WASHINGTON — Federal Reserve Chairman Ben Bernanke said Wednesday he does not believe the United States will experience the out-of-control prices seen with 1970s oil shocks.

His assessment came in a speech delivered Wednesday to graduating students at Harvard University, where he earned a bachelor's degree in economics in 1975.

Back then, the economy suffered from a dangerous combination of stubborn inflation and stagnant growth. There are fears today that the U.S. may be heading in that direction again.

"We see little indication today of the beginnings of a 1970s-style wage-price spiral, in which wages and prices chased each other ever upward," Bernanke said at Harvard.

Then, as now, the U.S. endured a serious oil price shock, sharply rising prices for food and other commodities and subpar economic growth, he said.

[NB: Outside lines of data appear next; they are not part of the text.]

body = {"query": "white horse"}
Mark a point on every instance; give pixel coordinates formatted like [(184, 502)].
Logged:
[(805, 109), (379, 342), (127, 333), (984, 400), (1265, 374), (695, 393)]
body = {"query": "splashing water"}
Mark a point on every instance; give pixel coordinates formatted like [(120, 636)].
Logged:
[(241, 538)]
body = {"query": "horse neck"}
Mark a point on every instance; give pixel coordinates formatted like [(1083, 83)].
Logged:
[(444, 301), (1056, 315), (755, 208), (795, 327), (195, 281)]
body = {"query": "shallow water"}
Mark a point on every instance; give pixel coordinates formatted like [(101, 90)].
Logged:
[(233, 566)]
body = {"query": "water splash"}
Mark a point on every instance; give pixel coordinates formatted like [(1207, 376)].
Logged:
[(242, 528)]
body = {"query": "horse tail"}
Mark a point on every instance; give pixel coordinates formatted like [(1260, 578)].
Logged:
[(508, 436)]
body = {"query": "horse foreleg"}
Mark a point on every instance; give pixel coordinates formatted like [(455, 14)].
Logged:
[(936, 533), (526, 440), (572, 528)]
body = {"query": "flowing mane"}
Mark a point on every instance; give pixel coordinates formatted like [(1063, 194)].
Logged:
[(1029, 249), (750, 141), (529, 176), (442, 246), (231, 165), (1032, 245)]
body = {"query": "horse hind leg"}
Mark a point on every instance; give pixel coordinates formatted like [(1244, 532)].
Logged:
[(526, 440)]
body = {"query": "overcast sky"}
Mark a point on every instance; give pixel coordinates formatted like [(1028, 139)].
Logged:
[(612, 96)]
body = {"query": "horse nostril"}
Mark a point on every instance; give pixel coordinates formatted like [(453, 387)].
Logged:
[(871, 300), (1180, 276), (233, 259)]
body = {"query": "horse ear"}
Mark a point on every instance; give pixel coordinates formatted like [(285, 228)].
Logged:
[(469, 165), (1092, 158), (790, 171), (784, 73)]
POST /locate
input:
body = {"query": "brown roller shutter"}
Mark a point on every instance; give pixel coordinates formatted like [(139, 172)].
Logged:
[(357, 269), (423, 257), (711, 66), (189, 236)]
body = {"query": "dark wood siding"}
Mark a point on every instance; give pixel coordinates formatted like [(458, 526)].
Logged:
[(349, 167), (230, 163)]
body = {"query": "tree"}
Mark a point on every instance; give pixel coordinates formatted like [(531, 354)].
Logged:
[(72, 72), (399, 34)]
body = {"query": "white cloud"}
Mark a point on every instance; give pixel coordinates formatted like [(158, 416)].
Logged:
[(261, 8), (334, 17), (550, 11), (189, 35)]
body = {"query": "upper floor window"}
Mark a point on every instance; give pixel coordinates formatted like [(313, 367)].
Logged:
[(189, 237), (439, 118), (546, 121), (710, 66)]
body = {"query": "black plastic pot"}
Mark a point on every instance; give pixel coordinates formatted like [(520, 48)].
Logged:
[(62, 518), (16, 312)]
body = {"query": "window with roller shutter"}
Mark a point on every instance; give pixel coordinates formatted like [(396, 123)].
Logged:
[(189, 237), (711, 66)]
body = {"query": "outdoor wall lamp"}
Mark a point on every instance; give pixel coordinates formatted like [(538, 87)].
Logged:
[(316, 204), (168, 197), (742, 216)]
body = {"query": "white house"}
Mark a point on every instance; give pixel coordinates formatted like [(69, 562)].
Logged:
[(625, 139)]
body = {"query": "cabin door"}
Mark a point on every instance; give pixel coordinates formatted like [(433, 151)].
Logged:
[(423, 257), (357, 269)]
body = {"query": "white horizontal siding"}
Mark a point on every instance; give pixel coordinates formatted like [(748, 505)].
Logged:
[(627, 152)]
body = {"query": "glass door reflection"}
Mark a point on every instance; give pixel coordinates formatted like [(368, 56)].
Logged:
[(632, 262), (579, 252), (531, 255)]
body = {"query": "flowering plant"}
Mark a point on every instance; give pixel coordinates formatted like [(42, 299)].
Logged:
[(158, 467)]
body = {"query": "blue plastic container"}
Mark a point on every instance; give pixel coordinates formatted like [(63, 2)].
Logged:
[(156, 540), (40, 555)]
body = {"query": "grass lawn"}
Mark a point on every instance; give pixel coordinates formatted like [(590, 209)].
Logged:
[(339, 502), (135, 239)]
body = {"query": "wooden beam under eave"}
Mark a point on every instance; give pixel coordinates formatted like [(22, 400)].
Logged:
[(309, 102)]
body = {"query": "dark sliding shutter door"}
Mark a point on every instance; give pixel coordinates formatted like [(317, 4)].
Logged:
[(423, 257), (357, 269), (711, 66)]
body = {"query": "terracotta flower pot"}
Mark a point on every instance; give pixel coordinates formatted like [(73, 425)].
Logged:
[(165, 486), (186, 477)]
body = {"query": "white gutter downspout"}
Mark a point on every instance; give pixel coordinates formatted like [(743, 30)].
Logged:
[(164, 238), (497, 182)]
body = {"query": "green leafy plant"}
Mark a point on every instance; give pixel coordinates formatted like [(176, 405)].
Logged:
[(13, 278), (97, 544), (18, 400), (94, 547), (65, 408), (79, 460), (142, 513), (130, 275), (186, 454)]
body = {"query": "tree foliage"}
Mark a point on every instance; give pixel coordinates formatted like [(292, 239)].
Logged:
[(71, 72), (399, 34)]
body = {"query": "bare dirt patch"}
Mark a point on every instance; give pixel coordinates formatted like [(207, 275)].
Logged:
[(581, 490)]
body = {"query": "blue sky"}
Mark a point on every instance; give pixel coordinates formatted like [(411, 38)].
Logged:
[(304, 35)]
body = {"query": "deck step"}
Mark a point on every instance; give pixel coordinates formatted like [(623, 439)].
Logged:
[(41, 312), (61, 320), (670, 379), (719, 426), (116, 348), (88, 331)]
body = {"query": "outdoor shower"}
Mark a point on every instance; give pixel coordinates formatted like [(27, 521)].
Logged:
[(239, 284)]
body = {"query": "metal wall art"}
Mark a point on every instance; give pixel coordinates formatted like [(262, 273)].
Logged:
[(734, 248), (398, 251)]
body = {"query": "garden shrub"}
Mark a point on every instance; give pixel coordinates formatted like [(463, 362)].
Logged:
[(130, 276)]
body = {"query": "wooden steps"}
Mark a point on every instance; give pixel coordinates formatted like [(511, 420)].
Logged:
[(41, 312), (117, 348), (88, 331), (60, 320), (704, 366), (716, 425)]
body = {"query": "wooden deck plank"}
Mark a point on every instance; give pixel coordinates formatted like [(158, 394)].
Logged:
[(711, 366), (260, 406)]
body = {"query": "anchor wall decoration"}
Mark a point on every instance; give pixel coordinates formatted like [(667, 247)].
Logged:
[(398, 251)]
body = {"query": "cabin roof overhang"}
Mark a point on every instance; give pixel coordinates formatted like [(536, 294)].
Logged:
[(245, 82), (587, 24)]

Today's economy, however, is more flexible in responding to difficulties and the country is more energy efficient than a generation ago, Bernanke said.

"Since 1975, the energy required to produce a given amount of output in the United States has fallen by half," he said.

Over the years, Fed policymakers also have learned more about inflation and how to fight it, he said.

Bernanke's remarks come just one day after he said that the Fed's rate-cutting campaign was coming to an end because of increasing concerns about inflation. He took aim at the role of the weakened dollar in pushing prices higher. It was a rare public pronouncement by a Fed chairman about the U.S. greenback.

The Fed is paying attention to the extent to which consumers, investors and businesses believe prices will rise in the future. Monitoring those "inflation expectations" are important. If people believe inflation will keep going up, they will change their behavior in ways that aggravate inflation — thus, a self-fulfilling prophecy.

"Some indicators of longer-term inflation expectations have risen in recent months, which is a significant concern for the Federal Reserve," Bernanke told the Harvard students. "We will need to monitor that situation closely."

Changes in current inflation expectations have been measured in just "tenths of a percentage point" as opposed to "whole percentage points" in the mid-1970s, he said. That highlighted the difference between how people now and then viewed inflation.

These days paychecks are shrinking as rising prices bite into them. Back in the 1970s, people were demanding — and getting — higher wages in anticipation of rapidly rising prices.